# Stiffer MTB Shoes - Any DIfference????



## mcgong (May 29, 2010)

Since I started riding, I've always used Pearl Izumi X-alp shoes (x-road, endure, elite) because I like the hike-a-bike functionality of them. I used platform/clip style pedals like Mallets and Time Z. I have since moved to a smaller pedals (Time XS Carbon) and I am running 1x9 setup with 34T (34T rear) chainring. I do like the stand and pedal about 40% of the time too on climbs. 

So, my question is, will I notice a big difference difference if I move to stiffer MTB shoes, perhaps carbon soles. I know they are probably lighter, but focusing on stiffness/performance. My shoes now seem to work well, I feel a little flex here and there, but I've never ridden any other type of shoe shoe I have nothing to compare to. I don't want to drop a 100+ dollars on some shoes when it won't make a huge difference. 

I've been thinking about shoes like the Specialized Elite, Northwave Rebel SBS, or some Pearl Izumi. 

Thanks!


----------



## albeant (Feb 24, 2004)

I know some people like the x-alps, but I had a pair and thought they were extremely flexy, to the point that I could often feel the cleat under the ball of my foot. It wasn't so apparent when they were new, but they seemed to get flexier the more I rode with them. So, yes, a good pair of mtb shoes isn't just a little stiffer, but a whole 'nother world of stiffness, and, for me, comfort. (I've had good luck with Lake and Shimano shoes.)


----------



## mcgong (May 29, 2010)

Thanks for the info Albeant. Could you tell me which X-alp you had? I think some of them are more flex than others.


----------



## Gilarider (Jul 13, 2009)

Big difference from carbon to an Xalp, unless you have the carbon xalp that is discontinued. My experience matches yours, they are good with full platform clipless pedals, but flexy otherwise.

The new xalp elite has a different sole, but the only review I have seen of it said it was flexy. Carbon sucks to walk in, so you decide what your priorities are.


----------



## albeant (Feb 24, 2004)

Sorry man, I don't remember the model. I was a fairly early adopter, thinking that they'd be perfect for the steep hike-a-bikes here in southern cal. I do remember that they had laces, had some orange on them somewhere, and were the first pair of riding shoes I've thrown into the trash in disgust. Good to read they've offered some other models that might be better. The old Lake mx165 with the vibram sole pretty much became my shoe of choice before I switched to platforms: plenty of tread for hiking, stiff sole, and no buckles to fail.


----------



## mcgong (May 29, 2010)

Thanks for the info folks.
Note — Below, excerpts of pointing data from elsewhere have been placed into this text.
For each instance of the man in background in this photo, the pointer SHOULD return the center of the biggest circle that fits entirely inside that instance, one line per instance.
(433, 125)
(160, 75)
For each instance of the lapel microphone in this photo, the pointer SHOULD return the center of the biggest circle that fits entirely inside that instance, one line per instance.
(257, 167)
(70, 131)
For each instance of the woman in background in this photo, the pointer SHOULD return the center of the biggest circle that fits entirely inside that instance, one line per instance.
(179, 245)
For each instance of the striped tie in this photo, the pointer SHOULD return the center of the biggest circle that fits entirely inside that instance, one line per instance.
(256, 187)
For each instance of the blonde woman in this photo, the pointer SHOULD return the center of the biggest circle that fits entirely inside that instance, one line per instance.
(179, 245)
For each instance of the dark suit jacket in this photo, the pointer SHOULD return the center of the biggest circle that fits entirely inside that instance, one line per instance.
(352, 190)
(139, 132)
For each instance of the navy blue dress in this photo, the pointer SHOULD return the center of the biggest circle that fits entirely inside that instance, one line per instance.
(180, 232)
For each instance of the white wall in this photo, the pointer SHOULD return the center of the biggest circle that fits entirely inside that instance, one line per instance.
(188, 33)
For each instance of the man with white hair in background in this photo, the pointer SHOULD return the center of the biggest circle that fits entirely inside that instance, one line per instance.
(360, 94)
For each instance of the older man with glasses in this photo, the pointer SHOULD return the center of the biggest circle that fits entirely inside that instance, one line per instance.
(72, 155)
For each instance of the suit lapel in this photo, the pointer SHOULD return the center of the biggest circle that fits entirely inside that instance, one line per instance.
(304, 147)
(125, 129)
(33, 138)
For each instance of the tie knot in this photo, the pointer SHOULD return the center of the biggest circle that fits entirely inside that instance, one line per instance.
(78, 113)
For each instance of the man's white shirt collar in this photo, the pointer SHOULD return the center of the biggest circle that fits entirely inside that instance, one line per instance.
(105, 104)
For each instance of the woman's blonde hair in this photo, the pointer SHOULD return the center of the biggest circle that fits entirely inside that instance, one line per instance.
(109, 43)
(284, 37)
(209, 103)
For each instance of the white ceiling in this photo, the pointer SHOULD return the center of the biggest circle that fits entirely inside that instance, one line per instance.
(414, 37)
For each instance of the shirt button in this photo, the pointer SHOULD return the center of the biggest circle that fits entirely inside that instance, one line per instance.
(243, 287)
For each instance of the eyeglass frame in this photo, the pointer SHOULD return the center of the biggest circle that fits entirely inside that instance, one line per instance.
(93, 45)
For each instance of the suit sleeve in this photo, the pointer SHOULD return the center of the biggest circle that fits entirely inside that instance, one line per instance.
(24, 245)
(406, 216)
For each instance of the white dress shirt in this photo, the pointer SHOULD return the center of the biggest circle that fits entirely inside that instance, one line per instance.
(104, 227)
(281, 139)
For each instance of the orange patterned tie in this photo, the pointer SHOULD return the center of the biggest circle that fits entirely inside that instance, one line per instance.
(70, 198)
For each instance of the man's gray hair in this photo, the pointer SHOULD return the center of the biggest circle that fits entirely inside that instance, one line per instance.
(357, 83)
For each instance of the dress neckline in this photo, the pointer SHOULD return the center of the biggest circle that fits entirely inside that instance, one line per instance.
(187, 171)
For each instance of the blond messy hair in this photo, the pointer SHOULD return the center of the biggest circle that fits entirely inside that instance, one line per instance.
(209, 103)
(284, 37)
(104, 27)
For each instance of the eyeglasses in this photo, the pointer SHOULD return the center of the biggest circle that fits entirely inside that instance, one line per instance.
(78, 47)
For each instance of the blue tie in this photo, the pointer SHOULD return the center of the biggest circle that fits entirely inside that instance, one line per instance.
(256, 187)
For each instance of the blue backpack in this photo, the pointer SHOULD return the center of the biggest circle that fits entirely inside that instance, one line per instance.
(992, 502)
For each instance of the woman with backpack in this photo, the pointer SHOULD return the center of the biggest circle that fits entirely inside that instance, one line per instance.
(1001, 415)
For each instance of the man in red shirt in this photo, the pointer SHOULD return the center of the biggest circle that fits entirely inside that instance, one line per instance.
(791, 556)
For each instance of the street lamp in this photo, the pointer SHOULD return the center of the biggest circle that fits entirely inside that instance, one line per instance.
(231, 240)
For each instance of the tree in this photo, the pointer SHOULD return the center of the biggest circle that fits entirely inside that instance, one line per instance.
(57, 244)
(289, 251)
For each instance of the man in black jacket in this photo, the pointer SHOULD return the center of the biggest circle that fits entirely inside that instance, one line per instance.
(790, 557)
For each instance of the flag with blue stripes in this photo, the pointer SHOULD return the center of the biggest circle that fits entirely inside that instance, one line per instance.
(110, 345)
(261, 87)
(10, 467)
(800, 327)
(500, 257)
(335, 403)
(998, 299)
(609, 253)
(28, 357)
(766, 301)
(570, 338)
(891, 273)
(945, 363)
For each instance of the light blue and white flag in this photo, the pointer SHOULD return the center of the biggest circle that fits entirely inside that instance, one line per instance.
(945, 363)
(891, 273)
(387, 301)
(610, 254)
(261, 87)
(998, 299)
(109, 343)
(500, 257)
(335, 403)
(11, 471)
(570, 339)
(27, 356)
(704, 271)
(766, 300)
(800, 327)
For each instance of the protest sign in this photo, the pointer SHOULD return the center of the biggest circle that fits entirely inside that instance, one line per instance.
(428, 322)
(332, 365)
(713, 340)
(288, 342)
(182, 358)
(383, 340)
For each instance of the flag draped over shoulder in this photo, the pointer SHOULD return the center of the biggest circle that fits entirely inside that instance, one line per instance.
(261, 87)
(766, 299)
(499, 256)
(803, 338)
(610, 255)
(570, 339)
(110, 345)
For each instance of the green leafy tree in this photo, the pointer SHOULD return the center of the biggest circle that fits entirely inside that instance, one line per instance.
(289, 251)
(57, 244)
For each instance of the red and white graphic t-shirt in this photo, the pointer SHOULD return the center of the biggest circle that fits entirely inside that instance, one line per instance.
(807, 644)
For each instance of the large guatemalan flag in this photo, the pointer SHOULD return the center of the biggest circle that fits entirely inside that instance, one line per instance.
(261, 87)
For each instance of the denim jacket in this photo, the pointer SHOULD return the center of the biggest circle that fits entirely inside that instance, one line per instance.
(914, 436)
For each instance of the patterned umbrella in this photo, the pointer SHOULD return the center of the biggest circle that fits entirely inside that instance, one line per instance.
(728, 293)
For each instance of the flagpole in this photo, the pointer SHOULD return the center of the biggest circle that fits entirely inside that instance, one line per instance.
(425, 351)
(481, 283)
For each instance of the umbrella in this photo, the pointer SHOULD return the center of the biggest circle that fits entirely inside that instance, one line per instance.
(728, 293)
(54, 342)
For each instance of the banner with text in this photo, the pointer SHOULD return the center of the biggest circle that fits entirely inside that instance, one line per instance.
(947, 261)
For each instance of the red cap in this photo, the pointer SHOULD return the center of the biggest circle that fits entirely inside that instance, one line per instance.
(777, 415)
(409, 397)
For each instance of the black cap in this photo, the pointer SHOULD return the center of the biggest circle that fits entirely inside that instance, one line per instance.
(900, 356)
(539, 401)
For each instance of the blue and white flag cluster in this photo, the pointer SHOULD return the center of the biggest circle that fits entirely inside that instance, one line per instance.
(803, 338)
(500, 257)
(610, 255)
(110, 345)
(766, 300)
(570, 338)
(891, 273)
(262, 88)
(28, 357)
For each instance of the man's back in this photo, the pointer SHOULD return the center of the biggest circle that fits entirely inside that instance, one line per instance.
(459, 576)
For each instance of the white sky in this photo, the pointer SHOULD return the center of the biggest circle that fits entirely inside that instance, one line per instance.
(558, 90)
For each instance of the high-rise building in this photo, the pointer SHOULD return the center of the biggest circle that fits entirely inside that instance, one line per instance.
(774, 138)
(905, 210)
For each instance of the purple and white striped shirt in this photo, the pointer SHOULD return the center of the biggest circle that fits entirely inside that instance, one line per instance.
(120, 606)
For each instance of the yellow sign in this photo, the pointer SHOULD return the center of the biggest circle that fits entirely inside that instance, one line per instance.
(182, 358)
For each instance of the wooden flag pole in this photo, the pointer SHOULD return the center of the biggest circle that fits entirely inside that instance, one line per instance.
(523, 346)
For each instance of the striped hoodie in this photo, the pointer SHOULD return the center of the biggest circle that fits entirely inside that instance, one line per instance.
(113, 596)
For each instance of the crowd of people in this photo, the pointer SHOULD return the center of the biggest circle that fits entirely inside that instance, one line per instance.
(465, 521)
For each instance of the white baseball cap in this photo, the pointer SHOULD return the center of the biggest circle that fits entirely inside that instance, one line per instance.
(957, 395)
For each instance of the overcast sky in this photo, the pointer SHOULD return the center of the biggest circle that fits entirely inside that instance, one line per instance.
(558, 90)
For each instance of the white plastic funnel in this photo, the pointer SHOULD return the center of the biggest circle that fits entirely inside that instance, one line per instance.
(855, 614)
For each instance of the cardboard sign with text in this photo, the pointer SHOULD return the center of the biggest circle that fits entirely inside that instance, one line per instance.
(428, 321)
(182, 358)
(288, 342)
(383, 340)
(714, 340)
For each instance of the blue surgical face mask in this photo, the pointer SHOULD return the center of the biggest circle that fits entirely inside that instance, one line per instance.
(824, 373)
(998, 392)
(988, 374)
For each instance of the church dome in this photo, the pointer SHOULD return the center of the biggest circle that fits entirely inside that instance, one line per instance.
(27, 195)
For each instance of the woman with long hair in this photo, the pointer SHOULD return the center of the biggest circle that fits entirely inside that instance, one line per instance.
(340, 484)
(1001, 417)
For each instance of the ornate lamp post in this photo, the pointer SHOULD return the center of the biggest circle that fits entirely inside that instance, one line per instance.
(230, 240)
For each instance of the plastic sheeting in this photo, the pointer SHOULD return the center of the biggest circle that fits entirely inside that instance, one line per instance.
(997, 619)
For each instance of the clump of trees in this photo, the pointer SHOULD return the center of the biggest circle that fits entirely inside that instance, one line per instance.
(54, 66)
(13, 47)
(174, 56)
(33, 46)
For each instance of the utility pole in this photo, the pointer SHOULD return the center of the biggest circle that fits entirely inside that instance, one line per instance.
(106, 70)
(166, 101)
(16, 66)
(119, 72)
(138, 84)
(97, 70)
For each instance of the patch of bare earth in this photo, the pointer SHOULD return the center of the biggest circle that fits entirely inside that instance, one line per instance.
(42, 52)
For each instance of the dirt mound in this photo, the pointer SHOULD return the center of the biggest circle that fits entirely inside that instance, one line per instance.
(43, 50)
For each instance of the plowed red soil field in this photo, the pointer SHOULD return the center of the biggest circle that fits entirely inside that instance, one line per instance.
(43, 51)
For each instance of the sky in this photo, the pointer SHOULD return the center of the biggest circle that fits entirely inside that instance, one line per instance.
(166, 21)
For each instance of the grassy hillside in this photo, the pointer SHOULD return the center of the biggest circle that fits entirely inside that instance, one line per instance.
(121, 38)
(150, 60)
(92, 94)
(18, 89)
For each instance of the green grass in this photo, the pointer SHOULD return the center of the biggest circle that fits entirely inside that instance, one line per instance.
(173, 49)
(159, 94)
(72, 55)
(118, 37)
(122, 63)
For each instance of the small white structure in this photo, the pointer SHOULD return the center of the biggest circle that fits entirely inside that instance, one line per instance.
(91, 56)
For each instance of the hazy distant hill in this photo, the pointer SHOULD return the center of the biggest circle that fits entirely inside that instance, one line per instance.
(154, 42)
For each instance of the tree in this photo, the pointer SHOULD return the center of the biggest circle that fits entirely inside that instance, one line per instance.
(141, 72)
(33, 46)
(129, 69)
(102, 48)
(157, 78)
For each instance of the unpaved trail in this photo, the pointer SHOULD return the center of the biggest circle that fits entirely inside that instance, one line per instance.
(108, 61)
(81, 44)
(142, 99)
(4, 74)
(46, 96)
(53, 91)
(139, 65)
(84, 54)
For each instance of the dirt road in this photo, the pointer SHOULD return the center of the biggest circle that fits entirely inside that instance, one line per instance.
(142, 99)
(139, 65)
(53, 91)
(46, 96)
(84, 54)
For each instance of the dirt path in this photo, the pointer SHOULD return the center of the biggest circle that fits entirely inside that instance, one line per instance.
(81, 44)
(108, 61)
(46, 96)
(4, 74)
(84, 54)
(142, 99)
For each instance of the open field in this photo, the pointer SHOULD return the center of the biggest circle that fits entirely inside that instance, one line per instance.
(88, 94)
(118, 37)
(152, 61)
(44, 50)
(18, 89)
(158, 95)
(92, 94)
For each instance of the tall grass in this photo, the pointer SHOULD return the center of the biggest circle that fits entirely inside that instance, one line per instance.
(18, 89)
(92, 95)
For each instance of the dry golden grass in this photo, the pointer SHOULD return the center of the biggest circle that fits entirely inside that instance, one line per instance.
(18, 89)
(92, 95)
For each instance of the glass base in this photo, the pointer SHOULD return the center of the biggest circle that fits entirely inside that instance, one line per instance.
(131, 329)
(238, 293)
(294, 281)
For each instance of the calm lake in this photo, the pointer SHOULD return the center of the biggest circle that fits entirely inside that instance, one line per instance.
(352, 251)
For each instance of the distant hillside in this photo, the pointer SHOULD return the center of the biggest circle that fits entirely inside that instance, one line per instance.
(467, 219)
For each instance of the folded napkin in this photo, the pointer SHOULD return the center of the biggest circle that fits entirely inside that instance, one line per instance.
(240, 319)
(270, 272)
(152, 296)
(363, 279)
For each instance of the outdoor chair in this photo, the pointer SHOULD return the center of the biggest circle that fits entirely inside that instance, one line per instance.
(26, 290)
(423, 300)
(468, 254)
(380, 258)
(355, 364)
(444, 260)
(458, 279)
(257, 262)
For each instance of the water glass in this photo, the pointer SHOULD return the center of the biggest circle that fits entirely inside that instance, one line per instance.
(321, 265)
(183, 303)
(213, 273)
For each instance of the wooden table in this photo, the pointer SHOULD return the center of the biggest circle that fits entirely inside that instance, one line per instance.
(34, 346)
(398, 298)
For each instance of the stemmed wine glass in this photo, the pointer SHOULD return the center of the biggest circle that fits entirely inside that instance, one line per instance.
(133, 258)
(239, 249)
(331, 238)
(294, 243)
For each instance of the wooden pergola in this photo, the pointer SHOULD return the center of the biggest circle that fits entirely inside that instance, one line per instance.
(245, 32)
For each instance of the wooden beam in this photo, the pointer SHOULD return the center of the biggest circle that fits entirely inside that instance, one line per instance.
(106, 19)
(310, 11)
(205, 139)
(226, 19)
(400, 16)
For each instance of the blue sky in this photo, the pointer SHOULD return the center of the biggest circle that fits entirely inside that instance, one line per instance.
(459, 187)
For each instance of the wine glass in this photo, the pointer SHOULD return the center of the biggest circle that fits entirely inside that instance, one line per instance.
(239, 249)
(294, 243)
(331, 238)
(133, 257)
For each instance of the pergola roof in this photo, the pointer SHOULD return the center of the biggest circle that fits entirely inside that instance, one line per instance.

I may just give the carbon shoes a try and save my x-alp for the days I know I'll be walking some.


----------



## Call_me_Tom (May 26, 2008)

I've found the stiffer the better.


----------



## lightjunction (May 17, 2011)

I like the stiffer shoes for everything but trail maintenance days. I've done a few endurance races where I spent at least a few miles walking in carbon sole shoes (Diadora), and I honestly didn't notice. Might have just been due to the fact that the rest of my body was in complete agony...

One pair of shoes I really enjoyed that seemed to fit the perfect blend of stiffness and flexibility were my Mavic Razor shoes. Man, those things were comfy.


----------



## mcgong (May 29, 2010)

Thanks everyone for the replies...I ended up just investing a little more and getting the Specialized Pro MTB with Blue Footbeds for them.


----------